У противоположной входу стены между двух больших очагов стоял широкий стол, на котором собирались заказы. И в этих очагах, и в соседней комнате за стеной что-то варилось, пеклось и жарилось. По сторонам от входа стояли длинные, теряющиеся в полумраке, дощатые столы и лавки. Справа виднелась грубая лестница, ведущая на второй этаж.
Глаза не сразу привыкли к потёмкам, а когда привыкли, то вошедшие увидели, что в дальнем углу слева за столом сидели трое Ставр, Хакас и Ромео. Перед ними стояли два полные медовухи кувшина и шесть грубых глиняных кружек. Вошедшая троица стала пробираться в тот угол, и через минуту родовитые заговорщики уселись напротив нашей четвёрки на отполированную сотнями задниц лавку. Некоторое время Скули внимательно и настороженно вглядывался в обстановку, но успокоился, поняв, что в этой забегаловке никому ни до кого дела нет. Неподалёку купцы, уплетая рыбу, тихо решали свои проблемы. На другом краю пьяно шумела строительная артель.
– Завтра нурманы празднуют день Браги и Фрейи, будет много хмельного пива и бражки, все обязательно перепьются, – проговорил Скули, – надо этим воспользоваться.
– Тогда немного пересмотрим задумку, – поскрёб бороду Ромео, – Когда к ночи все перепьются, вы сделайте вид, что сильно охмелели и заснули прямо в зале за столом или на лавках. Среди полусотни пьяниц на вас никто внимания не обратит.
– А, если обратит? – вставила Ингегерд.
– Тогда сделайте вид, что не можете идти. Никто из слуг не захочет вас таскать, а смердам вы и вовсе без надобности, не велики птицы. А, когда все угомонятся, ярл Скули и госпожа Ингегерд проникнут в опочивальню конунга и сделают то, что задумали. Пьяный конунг сопротивления не окажет. А мы прикроем отступление, чтобы вы смогли спокойно покинуть терем.
– Предупреждаю, – тихо проговорила Ингегерд, – королеву не трогать. Она изменница, но всё же моя мать.
– Никто королевы не коснётся, – Ромео кивнул на замечание девушки и продолжил: – Вы отступаете в горницу, в открытых окнах будут привязаны верёвки с узлами. Спуститесь вниз, мы отправимся следом. Уходим задним двором и через старые амбары по направлению к западной стене. Там, где в потёмках увидите белую тряпку, найдёте привязанную верёвку. Внизу вас будет ждать Хакас. Он проведёт к лодье, уходим по реке в озеро и потом в Корелу.
– Добро, – кивнул головой Скули, – но где взять оружие?

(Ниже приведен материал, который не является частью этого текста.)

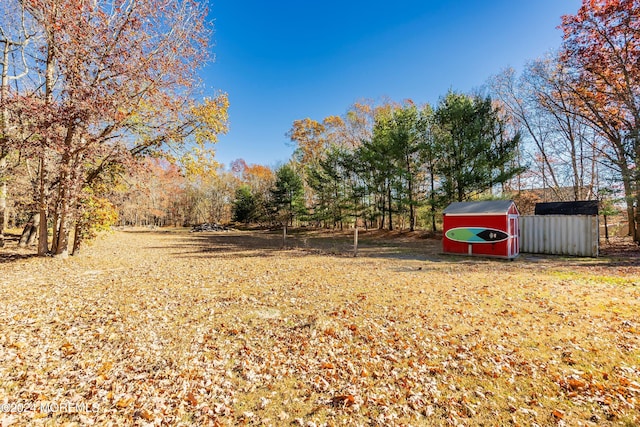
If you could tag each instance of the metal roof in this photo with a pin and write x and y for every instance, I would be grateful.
(483, 207)
(582, 207)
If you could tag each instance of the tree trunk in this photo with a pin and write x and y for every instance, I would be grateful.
(4, 217)
(43, 244)
(389, 200)
(77, 239)
(432, 196)
(30, 231)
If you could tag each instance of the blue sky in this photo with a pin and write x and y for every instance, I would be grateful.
(283, 60)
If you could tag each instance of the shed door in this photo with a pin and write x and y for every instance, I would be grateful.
(514, 236)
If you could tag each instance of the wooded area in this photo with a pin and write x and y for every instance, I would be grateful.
(104, 122)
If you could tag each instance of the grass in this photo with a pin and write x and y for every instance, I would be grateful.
(173, 328)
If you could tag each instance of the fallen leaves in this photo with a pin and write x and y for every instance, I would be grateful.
(151, 331)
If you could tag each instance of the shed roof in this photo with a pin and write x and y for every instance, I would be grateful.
(582, 207)
(483, 207)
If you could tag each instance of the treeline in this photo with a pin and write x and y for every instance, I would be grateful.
(89, 91)
(346, 172)
(571, 119)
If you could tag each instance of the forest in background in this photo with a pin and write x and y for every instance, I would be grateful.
(104, 122)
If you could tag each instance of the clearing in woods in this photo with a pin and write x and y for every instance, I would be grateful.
(177, 328)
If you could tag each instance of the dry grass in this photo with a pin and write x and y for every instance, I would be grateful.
(172, 328)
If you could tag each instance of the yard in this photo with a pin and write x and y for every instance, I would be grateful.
(167, 327)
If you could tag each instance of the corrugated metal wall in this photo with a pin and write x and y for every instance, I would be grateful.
(559, 234)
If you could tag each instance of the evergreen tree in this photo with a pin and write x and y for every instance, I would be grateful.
(244, 205)
(288, 194)
(475, 155)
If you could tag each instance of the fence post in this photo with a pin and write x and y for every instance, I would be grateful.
(284, 236)
(355, 242)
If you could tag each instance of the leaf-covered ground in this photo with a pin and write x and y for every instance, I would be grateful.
(172, 328)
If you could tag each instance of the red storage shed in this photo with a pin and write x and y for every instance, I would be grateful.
(486, 228)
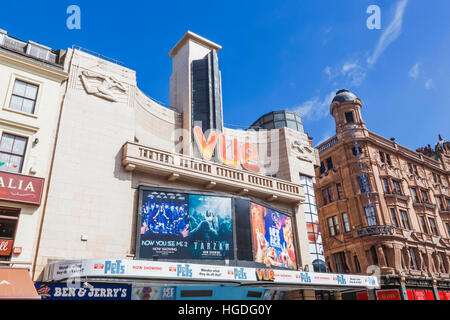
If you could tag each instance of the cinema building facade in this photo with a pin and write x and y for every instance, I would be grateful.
(384, 205)
(153, 202)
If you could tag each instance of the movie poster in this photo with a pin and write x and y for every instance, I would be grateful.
(182, 226)
(273, 241)
(164, 229)
(210, 227)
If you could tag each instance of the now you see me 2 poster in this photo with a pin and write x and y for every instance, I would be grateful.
(185, 226)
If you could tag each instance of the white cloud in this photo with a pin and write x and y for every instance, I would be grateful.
(327, 135)
(414, 72)
(391, 33)
(354, 73)
(316, 108)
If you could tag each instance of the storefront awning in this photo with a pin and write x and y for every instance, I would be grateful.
(16, 284)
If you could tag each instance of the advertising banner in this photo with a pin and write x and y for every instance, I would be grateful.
(185, 226)
(62, 291)
(153, 293)
(6, 247)
(388, 294)
(187, 271)
(20, 188)
(273, 239)
(211, 230)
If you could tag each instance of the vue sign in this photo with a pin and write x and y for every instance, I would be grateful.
(245, 154)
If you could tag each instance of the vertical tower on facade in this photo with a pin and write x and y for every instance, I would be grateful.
(195, 85)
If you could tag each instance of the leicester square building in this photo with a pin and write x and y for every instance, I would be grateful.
(147, 201)
(384, 207)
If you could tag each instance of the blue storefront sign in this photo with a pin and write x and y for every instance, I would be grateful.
(63, 291)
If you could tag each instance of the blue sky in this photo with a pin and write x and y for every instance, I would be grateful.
(277, 54)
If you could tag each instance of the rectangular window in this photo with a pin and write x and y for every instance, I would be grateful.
(423, 224)
(388, 159)
(341, 264)
(433, 226)
(370, 216)
(24, 97)
(425, 196)
(322, 167)
(349, 117)
(410, 168)
(415, 196)
(340, 192)
(333, 226)
(441, 260)
(405, 220)
(346, 222)
(386, 186)
(8, 225)
(397, 187)
(364, 185)
(394, 217)
(12, 152)
(329, 164)
(413, 259)
(382, 158)
(357, 265)
(441, 203)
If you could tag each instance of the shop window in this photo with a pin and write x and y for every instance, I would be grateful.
(341, 264)
(373, 254)
(333, 226)
(340, 192)
(386, 186)
(382, 158)
(394, 217)
(441, 203)
(364, 184)
(12, 152)
(433, 226)
(441, 260)
(8, 226)
(397, 187)
(349, 117)
(346, 222)
(24, 97)
(357, 265)
(424, 226)
(329, 162)
(410, 168)
(195, 293)
(425, 196)
(414, 263)
(405, 220)
(327, 195)
(356, 151)
(322, 167)
(415, 196)
(370, 216)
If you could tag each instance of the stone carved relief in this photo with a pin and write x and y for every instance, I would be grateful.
(102, 86)
(302, 151)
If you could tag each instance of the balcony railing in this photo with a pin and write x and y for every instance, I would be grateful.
(211, 174)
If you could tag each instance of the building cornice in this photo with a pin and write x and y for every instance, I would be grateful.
(195, 38)
(46, 70)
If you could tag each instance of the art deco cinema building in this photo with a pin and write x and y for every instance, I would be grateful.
(166, 202)
(381, 204)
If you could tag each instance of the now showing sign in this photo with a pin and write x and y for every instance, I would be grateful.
(20, 188)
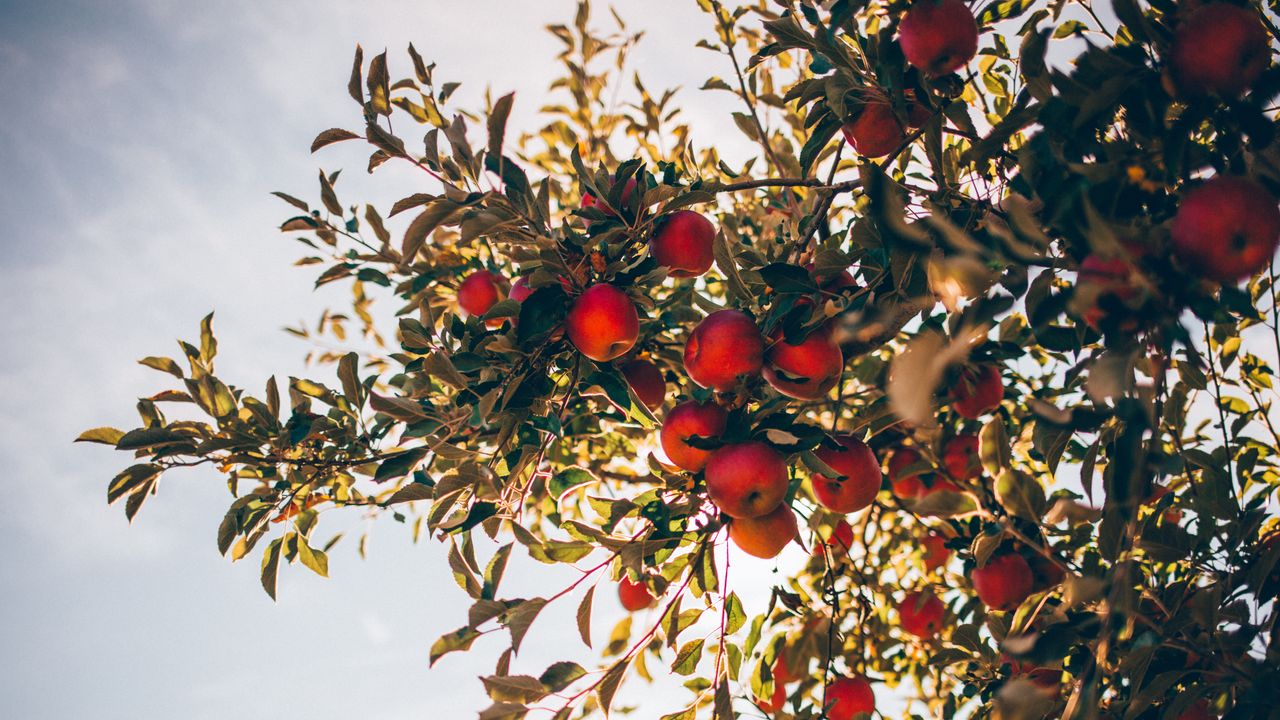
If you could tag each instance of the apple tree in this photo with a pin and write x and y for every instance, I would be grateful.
(987, 326)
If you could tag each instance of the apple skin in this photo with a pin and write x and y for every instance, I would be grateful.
(1004, 582)
(978, 391)
(603, 323)
(684, 244)
(859, 466)
(1228, 228)
(685, 420)
(920, 614)
(938, 36)
(876, 131)
(766, 536)
(817, 359)
(725, 346)
(1219, 49)
(960, 456)
(846, 697)
(746, 479)
(647, 379)
(634, 596)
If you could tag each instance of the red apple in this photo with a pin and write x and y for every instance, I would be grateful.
(860, 470)
(920, 614)
(960, 456)
(634, 596)
(807, 370)
(1228, 228)
(723, 347)
(746, 479)
(876, 131)
(846, 697)
(764, 536)
(603, 323)
(686, 420)
(1004, 582)
(1219, 49)
(684, 244)
(938, 36)
(978, 391)
(647, 379)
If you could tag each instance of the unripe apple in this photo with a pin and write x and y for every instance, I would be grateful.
(746, 479)
(634, 596)
(684, 244)
(938, 36)
(920, 614)
(978, 391)
(603, 323)
(846, 697)
(480, 291)
(1219, 49)
(960, 456)
(1004, 582)
(647, 379)
(723, 347)
(860, 470)
(807, 370)
(686, 420)
(766, 536)
(876, 131)
(1228, 228)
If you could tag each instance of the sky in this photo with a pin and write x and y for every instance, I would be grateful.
(138, 144)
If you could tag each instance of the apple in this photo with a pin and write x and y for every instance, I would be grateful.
(723, 347)
(920, 614)
(686, 420)
(480, 291)
(746, 479)
(1004, 582)
(634, 596)
(1219, 49)
(960, 458)
(766, 536)
(860, 470)
(938, 36)
(805, 370)
(603, 323)
(684, 244)
(978, 391)
(647, 379)
(1226, 228)
(846, 697)
(876, 131)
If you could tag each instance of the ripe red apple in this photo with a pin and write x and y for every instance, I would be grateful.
(1219, 49)
(1004, 582)
(684, 422)
(603, 323)
(480, 291)
(1228, 228)
(634, 596)
(938, 36)
(746, 479)
(978, 391)
(876, 131)
(764, 536)
(807, 370)
(920, 614)
(960, 456)
(723, 347)
(684, 244)
(846, 697)
(860, 470)
(647, 379)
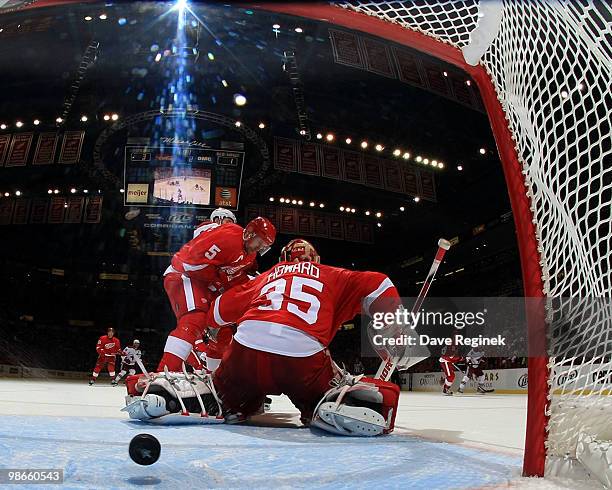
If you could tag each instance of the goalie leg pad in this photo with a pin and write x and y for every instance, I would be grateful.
(358, 406)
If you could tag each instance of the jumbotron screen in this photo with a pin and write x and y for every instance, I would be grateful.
(178, 176)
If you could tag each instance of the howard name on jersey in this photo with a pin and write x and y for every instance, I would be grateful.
(312, 298)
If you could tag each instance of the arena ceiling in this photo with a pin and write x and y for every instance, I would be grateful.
(99, 58)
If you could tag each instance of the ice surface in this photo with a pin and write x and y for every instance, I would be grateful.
(440, 442)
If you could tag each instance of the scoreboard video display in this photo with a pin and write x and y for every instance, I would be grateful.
(179, 176)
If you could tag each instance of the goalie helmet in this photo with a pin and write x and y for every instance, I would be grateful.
(299, 250)
(259, 235)
(221, 214)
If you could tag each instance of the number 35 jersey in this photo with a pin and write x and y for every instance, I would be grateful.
(295, 308)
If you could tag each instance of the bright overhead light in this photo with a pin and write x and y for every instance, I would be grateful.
(239, 100)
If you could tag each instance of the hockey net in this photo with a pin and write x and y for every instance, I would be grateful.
(550, 65)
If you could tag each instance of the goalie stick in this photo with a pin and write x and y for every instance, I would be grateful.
(389, 364)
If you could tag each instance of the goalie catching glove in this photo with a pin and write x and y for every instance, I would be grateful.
(358, 406)
(171, 397)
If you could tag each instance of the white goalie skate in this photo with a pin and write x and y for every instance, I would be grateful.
(176, 398)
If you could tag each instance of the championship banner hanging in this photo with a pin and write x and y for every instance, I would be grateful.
(19, 150)
(5, 141)
(38, 214)
(71, 147)
(93, 210)
(6, 211)
(45, 149)
(20, 212)
(285, 154)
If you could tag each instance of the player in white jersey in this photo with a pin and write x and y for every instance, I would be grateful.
(474, 361)
(128, 360)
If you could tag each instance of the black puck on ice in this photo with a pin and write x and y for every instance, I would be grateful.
(144, 449)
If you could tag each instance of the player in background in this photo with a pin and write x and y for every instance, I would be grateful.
(450, 356)
(219, 216)
(212, 262)
(286, 319)
(108, 347)
(475, 361)
(128, 360)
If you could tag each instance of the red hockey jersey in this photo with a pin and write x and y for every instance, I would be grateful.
(108, 346)
(216, 254)
(296, 308)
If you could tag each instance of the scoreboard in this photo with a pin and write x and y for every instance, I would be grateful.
(181, 176)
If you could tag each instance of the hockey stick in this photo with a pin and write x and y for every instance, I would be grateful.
(389, 364)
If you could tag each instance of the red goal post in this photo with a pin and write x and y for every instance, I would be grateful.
(535, 451)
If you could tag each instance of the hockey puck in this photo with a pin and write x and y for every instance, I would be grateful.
(144, 449)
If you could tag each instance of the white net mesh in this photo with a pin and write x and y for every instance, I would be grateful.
(550, 64)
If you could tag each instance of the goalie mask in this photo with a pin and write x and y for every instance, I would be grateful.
(299, 250)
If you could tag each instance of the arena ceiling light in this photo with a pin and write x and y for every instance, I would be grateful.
(239, 100)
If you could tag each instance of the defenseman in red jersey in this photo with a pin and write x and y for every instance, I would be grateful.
(450, 356)
(108, 347)
(214, 261)
(286, 319)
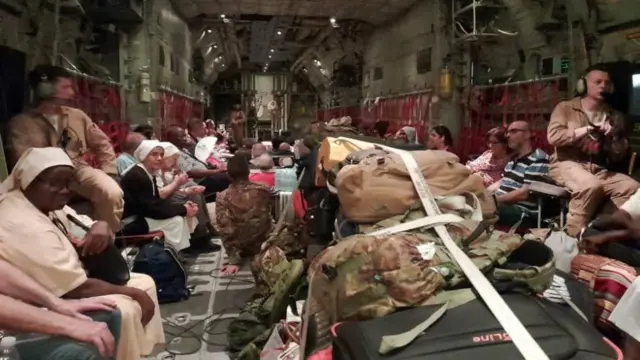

– У пьяных нурманов или у самого конунга. И вот ещё что, нельзя оставлять свидетелей в опочивальне, а то получим погоню вслед. А так в потёмках, да спьяну пока разберутся, мы уже будем далеко.
– Согласен, – произнёс Скули.
– Я тоже, – добавила Ингегерд, – но королеву не трогать, даже если найдём её в опочивальне. Итак, завтра решится всё.
– Если бы всё, – тихо проворчал Хакас по-русски, – хлебать это дерьмо не перехлебать.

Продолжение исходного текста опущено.